Baykal, TBMM Genel Kurulunda, anayasa değişiklik teklifinin "cumhurbaşkanının adaylığı ve seçimini" düzenleyen yedinci maddesinin görüşmelerinde söz aldı.
Deniz Baykal, söz konusu maddenin, seçilecek cumhurbaşkanının aynı zamanda partisi ile ilişkisini sürdürmesini mümkün kılan bir anlayışı düzenlediğini söyledi.

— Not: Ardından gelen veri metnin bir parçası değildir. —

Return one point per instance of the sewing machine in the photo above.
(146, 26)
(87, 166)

Kısaca cumhurbaşkanlığının parti genel başkanlığı ile birleştiğini vurgulayan Baykal, şöyle konuştu:
"Elbette herkesin bir siyasi tercihi vardır. Buradaki mesele bir makamda bulunan kişinin kurumsal bir düzenlemeyle bir siyasi partiyi resmen temsil etme kimliğine sahip olarak, aynı anda cumhurbaşkanı olarak görev yapıyor olmasıdır. Bu kuvvetler ayrılığını, cumhurbaşkanının konumunu, siyasi partiler arası ilişkileri temelden etkiler. Aslında bir siyasi parti başkanı Milli Güvenlik Kurulu'na girecek demektir. Devletin bütün temel kurumlarına siyasi parti başkanı olarak girecektir. 700 trilyonluk, katrilyonluk bütçeyi doğrudan harcayacak, bütçeyi o şekillendirecektir."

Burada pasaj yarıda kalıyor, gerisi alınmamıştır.